Selling on BTC could come after ETF approval
On the subject of BTC, it is interesting to note that Celsius has not yet started selling its BTC, one possible reason could be that it is waiting for the spot BTC ETFs to be approved so that they can sell at a higher price point. With this possibility in mind, investors ought to exercise caution in January near the ETF approval dates in case there is any unforeseen outcome.
Also, traders should keep in mind that the Mt Gox batch of BTCs could also be coming into the market beginning January 2024. Hence, the ETF approval window becomes of even greater significance.
The updated deadlines for spot BTC ETFs are as follows:
Stocks gain as PCE index confirms easing inflation
US stocks continued to rip higher, with the three main indices notching their eighth positive week in a row — a first for the S&P 500 since 2017 and for the Dow, dating back to 2019. The S&P advanced by 0.8% for the week, the Dow added 0.2%, while the Nasdaq jumped 1.2%.
The FED’s favorite inflation gauge, the PCE index, came in less than expected. The November core personal consumption expenditures price index rose just 0.1% last month, and gained 3.2% from a year ago, in line with expectations. Economists anticipated a monthly increase of 0.1% and 3.3% from a year earlier.
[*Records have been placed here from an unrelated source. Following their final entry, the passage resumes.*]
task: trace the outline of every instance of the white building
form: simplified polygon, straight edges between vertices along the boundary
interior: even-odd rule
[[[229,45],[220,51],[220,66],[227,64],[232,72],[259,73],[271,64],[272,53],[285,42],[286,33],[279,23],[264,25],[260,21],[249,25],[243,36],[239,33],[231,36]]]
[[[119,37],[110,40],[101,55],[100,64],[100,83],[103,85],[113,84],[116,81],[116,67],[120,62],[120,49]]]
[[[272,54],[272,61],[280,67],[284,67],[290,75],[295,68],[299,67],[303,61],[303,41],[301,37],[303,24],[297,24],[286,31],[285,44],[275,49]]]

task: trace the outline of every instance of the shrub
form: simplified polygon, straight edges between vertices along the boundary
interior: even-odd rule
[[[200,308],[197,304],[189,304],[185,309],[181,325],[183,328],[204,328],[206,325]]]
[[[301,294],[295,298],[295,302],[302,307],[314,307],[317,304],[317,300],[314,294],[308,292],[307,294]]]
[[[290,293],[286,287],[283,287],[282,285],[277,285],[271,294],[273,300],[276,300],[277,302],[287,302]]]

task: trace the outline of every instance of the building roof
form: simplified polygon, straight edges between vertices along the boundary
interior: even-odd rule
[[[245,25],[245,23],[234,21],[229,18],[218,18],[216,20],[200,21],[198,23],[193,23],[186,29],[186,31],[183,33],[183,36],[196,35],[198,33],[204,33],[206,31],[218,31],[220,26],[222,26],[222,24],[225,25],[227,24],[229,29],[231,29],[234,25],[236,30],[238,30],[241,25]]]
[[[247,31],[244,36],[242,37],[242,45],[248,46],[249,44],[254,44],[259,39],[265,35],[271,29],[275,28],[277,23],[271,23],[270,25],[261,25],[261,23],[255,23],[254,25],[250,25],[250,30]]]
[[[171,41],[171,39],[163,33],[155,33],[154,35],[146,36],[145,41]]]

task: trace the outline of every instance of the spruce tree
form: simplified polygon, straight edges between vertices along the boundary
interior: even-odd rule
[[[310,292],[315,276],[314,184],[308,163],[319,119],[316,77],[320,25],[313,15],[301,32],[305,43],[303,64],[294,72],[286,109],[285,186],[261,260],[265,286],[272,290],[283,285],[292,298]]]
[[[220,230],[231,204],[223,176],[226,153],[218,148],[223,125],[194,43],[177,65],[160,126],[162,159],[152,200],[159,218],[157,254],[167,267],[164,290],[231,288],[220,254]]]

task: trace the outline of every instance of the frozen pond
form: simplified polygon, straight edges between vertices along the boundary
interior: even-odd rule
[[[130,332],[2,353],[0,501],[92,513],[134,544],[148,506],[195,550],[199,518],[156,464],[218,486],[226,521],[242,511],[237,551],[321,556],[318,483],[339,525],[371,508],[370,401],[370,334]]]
US yields have continued to fall on the news, dragging the dollar lower again as the DXY ended the week lower by 0.8%. The weaker dollar has led the commodities complex higher, with Gold and Silver gaining around 0.3% and Oil prices rebounding for the second week, gaining by around 1%.
This week is expected to be a quiet week for the traditional financial markets as traders are mostly away on the year-end holidays. Monday was Christmas and many markets will be closed until Wednesday where trading is expected to be light heading into the New Year.
The crypto market however, could continue to see rotational plays on altcoins as king BTC pauses to wait for the ETF news. Once the New Year arrives, the spot BTC ETF play will most likely return with a bang and volatility is expected as rumors about the approvals should start to make their rounds until mid January when the interim deadline for most of the applicants is. This year-end is proving to be action-packed for crypto traders who are finally seeing solid price growths after a dismal 2022.